CLIVE BARKER’S BOOKS OF BLOOD. Volume I. Chapter 4

He sat in the stalls with his head buried in his hands, con­templating the work that he still had to do if he was to bring this production up to scratch. Not for the first time on this show he felt helpless in the face of the casting problems. Cues could be tightened, props rehearsed with, entrances practised until they were engraved on the memory. But a bad actor is a bad actor is a bad actor. He could labour till doomsday neatening and sharpening, but he could not make a silk purse of the sow’s ear that was Diane Duvall.

With all the skill of an acrobat she contrived to skirt every significance, to ignore every opportunity to move the audience, to avoid every nuance the playwright would insist on putting in her way. It was a performance heroic in its ineptitude, reducing the delicate characterization Galloway had been at pains to create to a single-note whine. This Viola was soap-opera pap, less human than the hedges, and about as green.
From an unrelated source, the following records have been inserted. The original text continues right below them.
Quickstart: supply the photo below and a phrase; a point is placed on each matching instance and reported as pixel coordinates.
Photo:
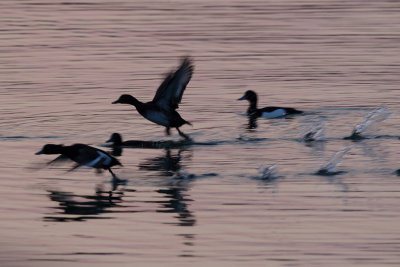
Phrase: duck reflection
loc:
(75, 207)
(176, 187)
(168, 164)
(177, 202)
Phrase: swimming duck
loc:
(267, 112)
(83, 155)
(162, 109)
(116, 140)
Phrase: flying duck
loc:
(83, 155)
(162, 109)
(267, 112)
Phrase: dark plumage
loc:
(162, 109)
(83, 155)
(267, 112)
(116, 140)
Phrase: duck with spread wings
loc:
(162, 109)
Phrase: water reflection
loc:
(168, 164)
(74, 207)
(177, 186)
(177, 202)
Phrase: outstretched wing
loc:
(169, 94)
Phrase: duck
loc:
(267, 112)
(116, 142)
(83, 155)
(162, 109)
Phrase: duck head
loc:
(51, 149)
(250, 95)
(116, 139)
(126, 99)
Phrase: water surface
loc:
(64, 62)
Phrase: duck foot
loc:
(182, 134)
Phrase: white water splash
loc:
(266, 172)
(315, 133)
(372, 118)
(335, 161)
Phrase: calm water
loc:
(62, 64)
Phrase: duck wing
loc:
(169, 94)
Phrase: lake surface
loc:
(62, 64)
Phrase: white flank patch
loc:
(157, 117)
(102, 156)
(274, 114)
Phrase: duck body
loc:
(83, 155)
(267, 112)
(116, 142)
(162, 109)
(153, 112)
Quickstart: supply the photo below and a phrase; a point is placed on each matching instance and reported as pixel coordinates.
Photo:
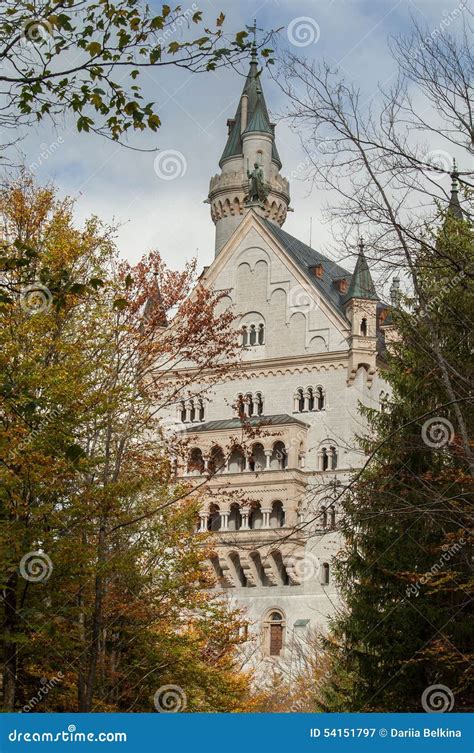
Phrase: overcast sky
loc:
(122, 186)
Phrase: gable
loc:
(269, 284)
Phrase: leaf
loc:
(74, 452)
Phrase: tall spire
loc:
(361, 285)
(454, 207)
(250, 149)
(255, 100)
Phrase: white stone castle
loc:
(277, 436)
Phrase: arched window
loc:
(249, 401)
(319, 398)
(277, 515)
(216, 461)
(256, 517)
(274, 629)
(325, 460)
(279, 457)
(300, 401)
(196, 462)
(240, 405)
(325, 574)
(235, 517)
(214, 519)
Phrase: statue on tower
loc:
(258, 190)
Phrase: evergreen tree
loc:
(405, 570)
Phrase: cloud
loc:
(122, 185)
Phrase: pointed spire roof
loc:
(361, 285)
(257, 115)
(454, 207)
(259, 120)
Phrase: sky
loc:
(127, 187)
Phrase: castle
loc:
(312, 335)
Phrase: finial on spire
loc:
(253, 30)
(454, 205)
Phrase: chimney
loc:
(341, 285)
(318, 271)
(244, 111)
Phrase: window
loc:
(191, 410)
(274, 629)
(320, 398)
(253, 330)
(249, 404)
(201, 410)
(327, 458)
(311, 399)
(325, 574)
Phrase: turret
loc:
(250, 142)
(360, 305)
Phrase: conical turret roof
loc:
(257, 116)
(454, 207)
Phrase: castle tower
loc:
(360, 305)
(250, 142)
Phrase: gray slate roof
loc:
(280, 419)
(253, 90)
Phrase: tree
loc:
(87, 58)
(385, 160)
(103, 576)
(405, 571)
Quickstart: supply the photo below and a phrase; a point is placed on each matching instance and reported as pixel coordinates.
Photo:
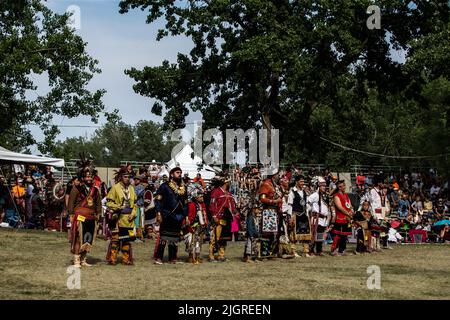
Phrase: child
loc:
(404, 207)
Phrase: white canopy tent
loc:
(190, 165)
(11, 157)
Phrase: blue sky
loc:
(118, 42)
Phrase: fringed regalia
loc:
(121, 202)
(170, 201)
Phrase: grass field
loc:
(33, 265)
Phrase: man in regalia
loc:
(342, 227)
(121, 201)
(86, 208)
(271, 199)
(197, 222)
(170, 203)
(300, 226)
(222, 208)
(320, 216)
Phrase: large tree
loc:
(116, 142)
(38, 43)
(293, 65)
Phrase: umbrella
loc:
(442, 222)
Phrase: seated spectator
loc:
(427, 205)
(439, 210)
(199, 179)
(404, 207)
(444, 235)
(434, 190)
(393, 196)
(360, 180)
(394, 236)
(417, 206)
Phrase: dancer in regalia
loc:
(197, 222)
(321, 214)
(170, 203)
(300, 220)
(270, 197)
(222, 208)
(85, 206)
(342, 226)
(121, 201)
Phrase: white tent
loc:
(7, 156)
(189, 164)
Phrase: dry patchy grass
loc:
(33, 265)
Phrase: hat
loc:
(84, 165)
(194, 190)
(121, 172)
(175, 169)
(321, 182)
(270, 171)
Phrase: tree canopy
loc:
(311, 69)
(36, 42)
(116, 142)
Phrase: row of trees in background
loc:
(116, 142)
(37, 43)
(311, 69)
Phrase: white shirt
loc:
(374, 198)
(434, 190)
(313, 199)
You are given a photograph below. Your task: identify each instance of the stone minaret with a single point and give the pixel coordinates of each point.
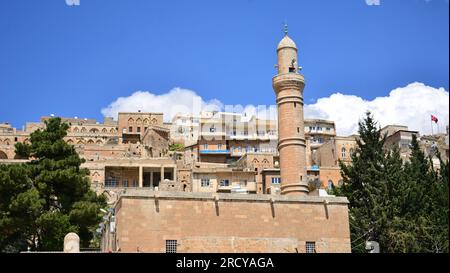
(288, 85)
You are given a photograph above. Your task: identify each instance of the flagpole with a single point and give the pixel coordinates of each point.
(431, 122)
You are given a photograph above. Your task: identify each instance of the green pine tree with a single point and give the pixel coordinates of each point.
(401, 205)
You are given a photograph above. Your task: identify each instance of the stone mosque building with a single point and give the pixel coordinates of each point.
(219, 181)
(293, 221)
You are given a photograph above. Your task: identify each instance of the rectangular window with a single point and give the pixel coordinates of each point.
(310, 247)
(171, 246)
(205, 182)
(111, 182)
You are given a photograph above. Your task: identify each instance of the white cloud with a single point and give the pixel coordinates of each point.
(411, 105)
(177, 100)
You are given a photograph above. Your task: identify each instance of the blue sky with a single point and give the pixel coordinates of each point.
(76, 60)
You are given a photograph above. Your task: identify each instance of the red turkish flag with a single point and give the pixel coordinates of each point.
(434, 118)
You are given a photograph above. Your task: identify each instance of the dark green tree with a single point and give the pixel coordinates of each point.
(51, 193)
(401, 205)
(364, 184)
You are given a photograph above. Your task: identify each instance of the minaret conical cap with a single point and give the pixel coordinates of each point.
(286, 42)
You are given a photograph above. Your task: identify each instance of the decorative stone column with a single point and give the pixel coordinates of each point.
(71, 243)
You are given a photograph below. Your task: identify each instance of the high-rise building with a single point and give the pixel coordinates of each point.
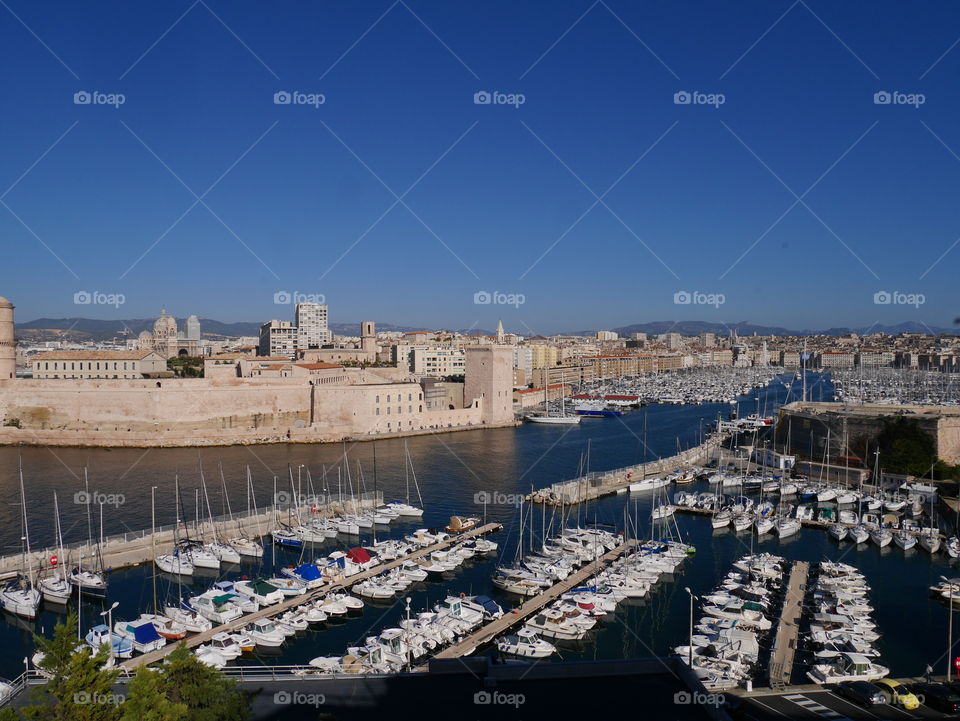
(278, 337)
(193, 328)
(8, 343)
(311, 322)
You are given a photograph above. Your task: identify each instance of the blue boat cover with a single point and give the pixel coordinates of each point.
(308, 572)
(145, 633)
(488, 604)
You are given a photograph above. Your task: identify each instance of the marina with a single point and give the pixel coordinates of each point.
(653, 620)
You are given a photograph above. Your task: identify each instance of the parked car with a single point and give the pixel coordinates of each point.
(897, 694)
(861, 692)
(937, 696)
The critics would slaughter her.

Worse than that, Lichfield would be disappointed. To his considerable surprise the impact of Lichfield’s appearance hadn’t dwindled; Galloway couldn’t forget his actorly projection, his posing, his rhetoric. It had moved him more deeply than he was prepared to admit, and the thought of this Twelfth Night, with this Viola, becoming the swan-song of Lichfield’s beloved Elysium perturbed and embarrassed him. It seemed somehow ungrateful.

He’d been warned often enough about a director’s burdens, long before he became seriously embroiled in the profession. His dear departed guru at the Actors’ Centre, Wellbeloved (he of the glass eye), had told Galloway from the beginning:

‘A director is the loneliest creature on God’s earth. He knows what’s good and bad in a show, or he should if he’s

worth his salt, and he has to carry that information around with him and keep smiling.’
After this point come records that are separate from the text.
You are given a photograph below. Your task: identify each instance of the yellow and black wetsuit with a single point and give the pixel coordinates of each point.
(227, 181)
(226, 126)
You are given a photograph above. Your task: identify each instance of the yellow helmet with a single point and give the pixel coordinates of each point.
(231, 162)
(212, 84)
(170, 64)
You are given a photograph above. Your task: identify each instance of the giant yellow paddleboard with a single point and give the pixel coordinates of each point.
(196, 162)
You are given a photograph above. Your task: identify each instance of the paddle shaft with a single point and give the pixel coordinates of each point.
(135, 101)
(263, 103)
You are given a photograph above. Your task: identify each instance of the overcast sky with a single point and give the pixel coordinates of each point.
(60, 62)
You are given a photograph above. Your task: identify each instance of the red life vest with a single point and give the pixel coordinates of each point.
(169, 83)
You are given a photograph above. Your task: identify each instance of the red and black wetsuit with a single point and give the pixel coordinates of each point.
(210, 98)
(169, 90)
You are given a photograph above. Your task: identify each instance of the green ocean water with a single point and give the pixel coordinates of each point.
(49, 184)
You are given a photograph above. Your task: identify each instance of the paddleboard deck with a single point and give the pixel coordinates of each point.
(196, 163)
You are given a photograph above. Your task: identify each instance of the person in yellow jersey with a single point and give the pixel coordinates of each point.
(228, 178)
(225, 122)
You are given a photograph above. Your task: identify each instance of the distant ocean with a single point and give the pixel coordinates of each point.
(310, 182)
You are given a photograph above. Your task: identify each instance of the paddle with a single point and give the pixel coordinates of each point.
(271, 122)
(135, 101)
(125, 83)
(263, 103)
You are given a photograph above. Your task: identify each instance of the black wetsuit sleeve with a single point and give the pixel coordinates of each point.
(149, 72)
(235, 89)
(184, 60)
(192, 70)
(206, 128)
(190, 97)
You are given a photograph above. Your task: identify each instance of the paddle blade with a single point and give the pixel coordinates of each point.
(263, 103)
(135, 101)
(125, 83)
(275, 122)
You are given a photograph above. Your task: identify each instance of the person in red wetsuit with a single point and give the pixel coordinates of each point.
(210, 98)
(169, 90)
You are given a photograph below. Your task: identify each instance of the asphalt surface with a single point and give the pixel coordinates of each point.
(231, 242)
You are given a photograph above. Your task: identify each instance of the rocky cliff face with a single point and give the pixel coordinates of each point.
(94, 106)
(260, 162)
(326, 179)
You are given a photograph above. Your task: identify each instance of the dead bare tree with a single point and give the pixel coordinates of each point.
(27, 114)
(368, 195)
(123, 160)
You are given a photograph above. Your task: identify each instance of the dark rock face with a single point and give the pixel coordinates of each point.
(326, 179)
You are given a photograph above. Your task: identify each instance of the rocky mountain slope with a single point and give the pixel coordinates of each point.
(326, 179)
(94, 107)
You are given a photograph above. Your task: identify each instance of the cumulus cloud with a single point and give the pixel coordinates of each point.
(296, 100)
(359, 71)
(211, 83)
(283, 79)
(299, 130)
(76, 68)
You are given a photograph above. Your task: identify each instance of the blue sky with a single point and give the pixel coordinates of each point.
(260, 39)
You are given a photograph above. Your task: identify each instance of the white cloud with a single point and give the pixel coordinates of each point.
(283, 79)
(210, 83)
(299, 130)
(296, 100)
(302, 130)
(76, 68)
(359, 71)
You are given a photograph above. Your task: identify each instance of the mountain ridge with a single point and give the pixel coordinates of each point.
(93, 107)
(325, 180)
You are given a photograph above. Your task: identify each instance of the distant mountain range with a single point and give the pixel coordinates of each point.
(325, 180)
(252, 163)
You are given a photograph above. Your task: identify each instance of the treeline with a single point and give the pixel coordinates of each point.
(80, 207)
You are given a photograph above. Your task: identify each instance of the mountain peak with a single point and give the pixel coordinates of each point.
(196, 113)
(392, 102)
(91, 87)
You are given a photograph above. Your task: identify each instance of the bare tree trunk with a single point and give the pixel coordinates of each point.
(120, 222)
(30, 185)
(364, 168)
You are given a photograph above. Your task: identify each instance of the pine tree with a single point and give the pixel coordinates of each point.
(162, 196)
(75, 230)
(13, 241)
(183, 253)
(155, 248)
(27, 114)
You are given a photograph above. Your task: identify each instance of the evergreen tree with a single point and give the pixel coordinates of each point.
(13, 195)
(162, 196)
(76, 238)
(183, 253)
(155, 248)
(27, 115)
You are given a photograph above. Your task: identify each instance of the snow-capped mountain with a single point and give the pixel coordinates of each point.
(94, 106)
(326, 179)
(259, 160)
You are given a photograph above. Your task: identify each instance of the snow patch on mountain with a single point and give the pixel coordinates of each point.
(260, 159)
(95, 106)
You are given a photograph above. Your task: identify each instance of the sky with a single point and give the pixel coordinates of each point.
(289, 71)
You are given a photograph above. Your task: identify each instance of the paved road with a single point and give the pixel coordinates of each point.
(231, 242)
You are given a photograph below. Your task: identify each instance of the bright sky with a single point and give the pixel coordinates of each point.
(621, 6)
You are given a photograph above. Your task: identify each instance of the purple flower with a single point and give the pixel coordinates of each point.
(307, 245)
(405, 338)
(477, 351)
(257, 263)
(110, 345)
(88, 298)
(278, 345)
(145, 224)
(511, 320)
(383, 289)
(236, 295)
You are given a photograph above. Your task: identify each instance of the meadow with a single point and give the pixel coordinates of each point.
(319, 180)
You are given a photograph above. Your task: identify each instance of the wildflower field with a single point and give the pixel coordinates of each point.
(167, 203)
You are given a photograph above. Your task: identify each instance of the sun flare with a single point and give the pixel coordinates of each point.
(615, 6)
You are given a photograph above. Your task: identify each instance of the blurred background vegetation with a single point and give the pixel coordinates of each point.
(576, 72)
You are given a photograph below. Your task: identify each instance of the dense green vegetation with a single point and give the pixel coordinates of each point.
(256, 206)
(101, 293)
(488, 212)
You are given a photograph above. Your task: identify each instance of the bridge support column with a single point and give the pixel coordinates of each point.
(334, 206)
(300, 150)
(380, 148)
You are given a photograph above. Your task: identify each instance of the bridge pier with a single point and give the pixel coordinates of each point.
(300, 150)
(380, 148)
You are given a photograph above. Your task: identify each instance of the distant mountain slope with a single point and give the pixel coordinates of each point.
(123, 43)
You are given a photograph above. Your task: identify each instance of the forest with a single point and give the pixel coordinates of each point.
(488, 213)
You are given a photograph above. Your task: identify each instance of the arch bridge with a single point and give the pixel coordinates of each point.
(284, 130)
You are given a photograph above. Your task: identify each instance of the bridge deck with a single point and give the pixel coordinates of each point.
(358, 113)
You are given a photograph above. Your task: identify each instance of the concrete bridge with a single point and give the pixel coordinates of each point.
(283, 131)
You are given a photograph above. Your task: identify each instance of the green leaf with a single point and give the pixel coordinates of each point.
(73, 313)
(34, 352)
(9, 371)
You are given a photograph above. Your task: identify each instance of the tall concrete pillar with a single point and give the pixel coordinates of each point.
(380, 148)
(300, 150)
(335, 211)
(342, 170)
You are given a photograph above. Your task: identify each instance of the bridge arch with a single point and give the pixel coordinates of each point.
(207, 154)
It hadn’t seemed so difficult at the time.

‘This job isn’t about succeeding,’ Wellbeloved used to say, ‘it’s about learning not to fall on your sodding face.’

Good advice as it turned out. He could still see Well-beloved handing out that wisdom on a plate, his bald head shiny, his living eye glittering with cynical delight. No man on earth, Galloway had thought, loved theatre with more passion than Wellbeloved, and surely no man could have been more scathing about its pretensions.

It was almost one in the morning by the time they’d finished the wretched run-through, gone through the notes, and separated, glum and mutually resentful, into the night. Galloway wanted none of their company tonight:

No late drinking in one or others’ digs, no mutual ego-massage. He had a cloud of gloom all to himself, and neither wine, women nor song would disperse it. He could barely bring himself to look Diane in the face. His notes to her, broadcast in front of the rest of the cast, had been acidic. Not that it would do much good.

In the foyer, he met Tallulah, still spry though it was long after an old lady’s bedtime.

‘Are you locking up tonight?’ he asked her, more for something to say than because he was actually curious.

‘I always lock up,’ she said. She was well over seventy:

too old for her job in the box office, and too tenacious to be easily removed. But then that was all academic now, wasn’t it? He wondered what her response would be when she heard the news of the closure. It would probably break her brittle heart. Hadn’t Hammersmith once told him Tallulah had been at the theatre since she was a girl of fifteen?

‘Well, goodnight Tallulah.’

She gave him a tiny nod, as always. Then she reached out and took Galloway’s arm.

‘Yes?’

‘Mr Lichfield…‘ she began.

‘What about Mr Lichfield?’

‘He didn’t like the rehearsal.’

‘He was in tonight?’

‘Oh yes,’ she replied, as though Galloway was an imbecile for thinking otherwise, ‘of course he was in.’

‘I didn’t see him.’

‘Well… no matter. He wasn’t very pleased.’

Galloway tried to sound indifferent.

‘It can’t be helped.’

‘Your show is very close to his heart.’

‘I realize that,’ said Galloway, avoiding Tallulah’s accus­ing looks. He had quite enough to keep him awake tonight, without her disappointed tones ringing in his ears.